EPA: Denver Violates Federal Ozone Standard
On Nov. 20, EPA's
Region 8 office announced another extension date will not be granted
for Denver to meet the federal agency's 8-hour ozone standard. The
result is a federal nonattainment designation for the Denver area.
According to state-validated air quality data from 2005, 2006 and
the first three quarters of 2007, the Denver area violated the 8-hour
federal health-based standard for ozone. Based on this data, EPA has
allowed a nonattainment designation to take effect, thus the area has
forfeited its participation in the Early Action Compact program.

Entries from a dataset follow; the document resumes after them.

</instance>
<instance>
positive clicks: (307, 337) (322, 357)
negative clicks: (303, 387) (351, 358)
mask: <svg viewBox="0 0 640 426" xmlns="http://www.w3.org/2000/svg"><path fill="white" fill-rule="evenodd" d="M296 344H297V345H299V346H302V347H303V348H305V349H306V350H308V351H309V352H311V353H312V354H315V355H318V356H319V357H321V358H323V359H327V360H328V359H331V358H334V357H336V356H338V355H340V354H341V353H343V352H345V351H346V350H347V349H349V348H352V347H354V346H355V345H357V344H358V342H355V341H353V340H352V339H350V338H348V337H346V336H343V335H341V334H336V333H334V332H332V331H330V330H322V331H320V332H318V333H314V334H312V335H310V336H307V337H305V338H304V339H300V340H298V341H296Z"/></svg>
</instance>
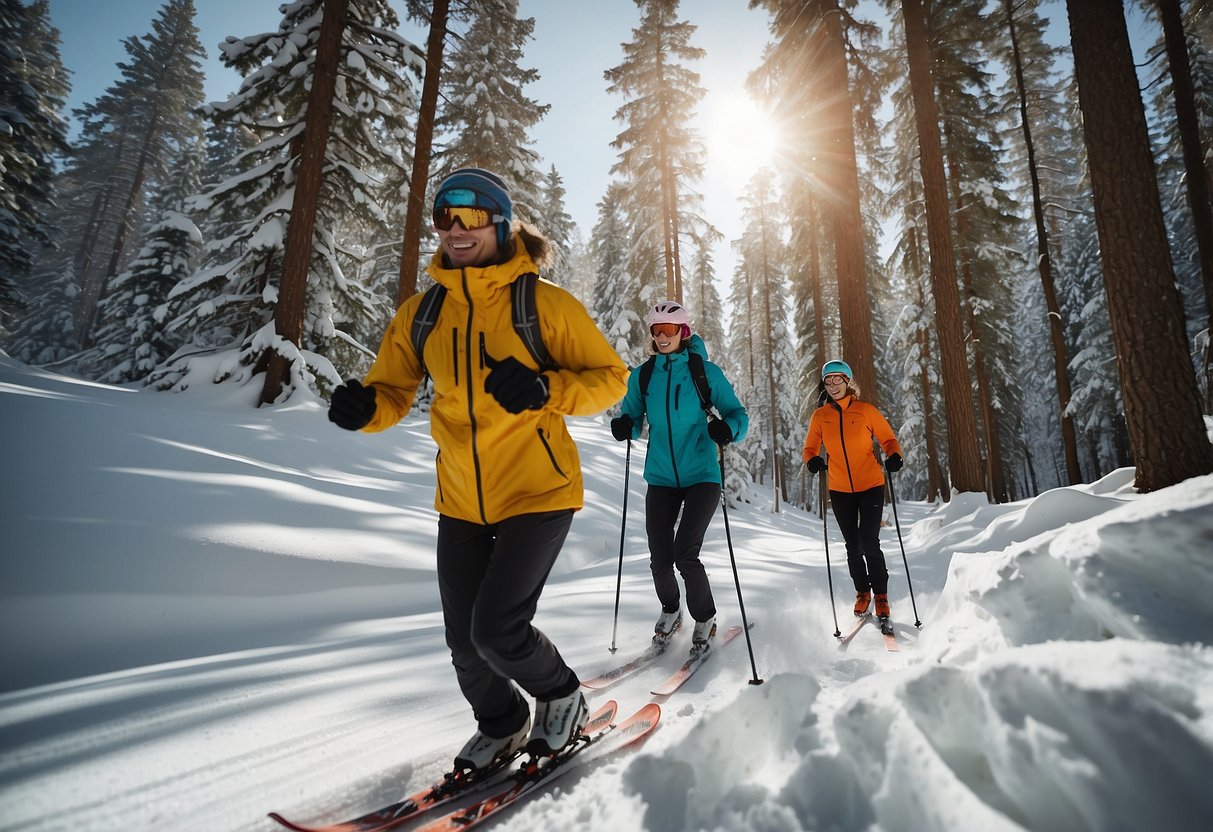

The Denver Early Action Compact (EAC) agreement was signed in
December 2002 by the Regional Air Quality Council (RAQC), Colorado
Department of Public Health and Environment (CDPHE), Colorado
Department of Transportation, the Air Quality Control Commission, the
Denver Regional Council of Governments and EPA. The nonattainment
designation will require local and state officials to submit a new plan
to reduce ground-level ozone pollution.
In April 2004, EPA designated the Denver area (Adams, Arapahoe,
Boulder, Broomfield, Denver, Douglas, Jefferson and parts of Larimer
and Weld counties) as nonattainment for the 8-hour ozone standard, but
deferred the effective date of the designation based on a commitment
from the State of Colorado, the Regional Air Quality Council and others
to implement ozone control measures sooner than required by the Clean
Air Act. This commitment was contained in the Denver Early Action
Compact. In return for this early action and for meeting certain
milestones, EPA agreed to defer the effective date of the nonattainment
designation under the 8-hour ozone standard.
The latest deferral date was Nov. 20. Because the state's monitoring
data shows a violation of the 8-hour ozone standard, EPA has not
granted another extension, and the 8-hour ozone nonattainment
designation for the Denver EAC area became effective on Nov. 20.
Ground-level ozone, a primary ingredient in smog, is formed when
volatile organic compounds and nitrogen oxides react chemically in the
presence of sunlight. Cars, trucks, power plants and industrial
facilities are the primary sources of these emissions. Ozone pollution
is a concern during the summer months when weather conditions needed to
form ground-level ozone -- stagnant air, lots of sun and hot
temperatures -- normally occur. Ozone is unhealthy to breathe,
especially for people with respiratory diseases and for children and
adults who are active outdoors.
CDPHE, the RAQC and others are working on a revised state
implementation plan to address the Denver area's 8-hour ozone
nonattainment issues. The revised plan is expected to contain
additional control measures that will ensure the area meets the 8-hour
ozone standard in the shortest time possible.